2

I have two UTF-8 text files:

repr(file1.txt):

\nSTATEMENT OF WORK\n\n\nSTATEMENT OF WORK NO. 7\nEffective Date: February 15, 2015

repr(file2.txt):

RENEWAL/AMENDMENT\n\nTHIS agreement is entered as of July 25, 2014. b

Their respective Brat annotation files have the following annotation:

file1.ann:

T1  date 61 78  February 15, 2015

file2.ann:

T1  date 53 67   July 25, 2014.

But when I use python to retrieve the characters from .txt using above offsets, I get:

file1.read()[61:78]:

February 15, 2015

file2.read()[53:67]:

ly 25, 2014. b

Why does my offsetting work in the first case but not the second case?

GuSuku
  • 1,371
  • 1
  • 14
  • 30

1 Answers1

0

The problem comes from the fact the carriage returns (\r in the text file) and newline (\n) are not considered the same way in Windows and Unix/Mac.

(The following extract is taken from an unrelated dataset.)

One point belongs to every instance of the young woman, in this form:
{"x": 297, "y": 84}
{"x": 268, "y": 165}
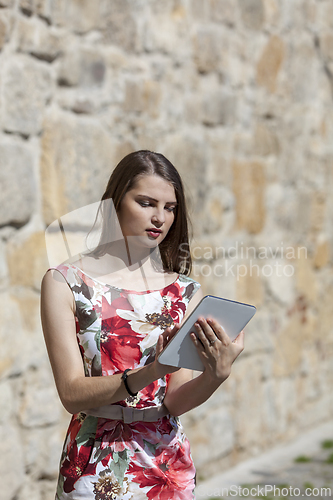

If you use a Windows system to generate or modify the .txt files there will be some '\r\n' but brat (that is not thought for Windows) will only counts the '\n' sign.

Using python, you may pass from Windows count to brat count using a dict after having opened the file with the argument newline='' that ensures '\r' will be present in the created W_Contents variable:

with open('file.txt', newline='', encoding='utf-8') as f:
    W_Content = f.read()

counter = -1
UfromW_dic = {}
for n, char in enumerate(W_Content):
    if char != '\r':
        counter += 1
        UfromW_dic[n] = counter

After that, the intial span [x,y] will be found at [UfromW_dic[x],UfromW_dic[y]].